At Lurie Children’s Uptown Clinic it is a reflection of the new era.

Pediatrician Dr Nina Alfieri said the clinic practices social distancing and patients are brought from the lobby to an exam room right away.

“If a patient does need to come in for a well check or a sick visit like an ear infection, they can feel safe doing so,” she said. “And some of the things our clinic is doing is universal masking for everybody and the employees make sure we don’t come in when we’re feeling sick at all. … We are asking all of our families that the patient is only accompanied by one healthy adult.”

Even with all the precautions in place, some families are staying away.

“There are some patients throughout Chicagoland and throughout the country who are understandably afraid to come to care because of the COVID pandemic,” Alfieri said.

The quiet is a concern, especially when it comes to keeping up with vaccination schedules. Visits at Lurie outpatient clinics are down 65 percent.

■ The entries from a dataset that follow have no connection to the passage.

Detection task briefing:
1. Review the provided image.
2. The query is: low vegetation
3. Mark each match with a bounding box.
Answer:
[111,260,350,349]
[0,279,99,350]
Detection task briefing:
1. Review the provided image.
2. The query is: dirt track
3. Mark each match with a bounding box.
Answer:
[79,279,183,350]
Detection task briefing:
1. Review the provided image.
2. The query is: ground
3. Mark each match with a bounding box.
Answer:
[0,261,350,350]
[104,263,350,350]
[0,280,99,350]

“We get very concerned about missing vaccinations and those critical appointments because those are times when we can really take a close look at the child and their environment and their development,” Alfieri said.

Ron Jacoby recently took his 3-year-old son Jalen to the clinic for a wellness appointment.

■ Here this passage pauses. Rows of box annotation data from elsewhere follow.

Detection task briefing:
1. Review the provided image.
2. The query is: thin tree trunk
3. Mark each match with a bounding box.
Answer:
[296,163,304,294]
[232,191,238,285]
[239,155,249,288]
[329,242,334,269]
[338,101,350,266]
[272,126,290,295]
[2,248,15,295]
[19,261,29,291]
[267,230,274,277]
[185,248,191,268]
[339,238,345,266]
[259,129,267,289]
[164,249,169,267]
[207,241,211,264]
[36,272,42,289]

“It was easy and what I expected,” Jacoby said. “Hand sanitizer, masks for us all, nobody in the waiting room.”

“Every age of childhood is a really dynamic time in terms of growth and development,” Alfieri said. “It’s also an opportunity for pediatricians to do developmental screenings to vaccinate so we can prevent against vaccine-preventable diseases such as measles varicella and influenza.”

“Do what you think is right,” Jacoby said. “And if you think your child’s health is important, then do what you think is right. Come in. Don’t let fear drive your decisions.”

Alfieri said before you cancel an appointment, call your pediatrician and ask about precautions in place or the availability of a telemedicine visit, especially if you have any concerns about your child or teen’s mental wellbeing during the crisis.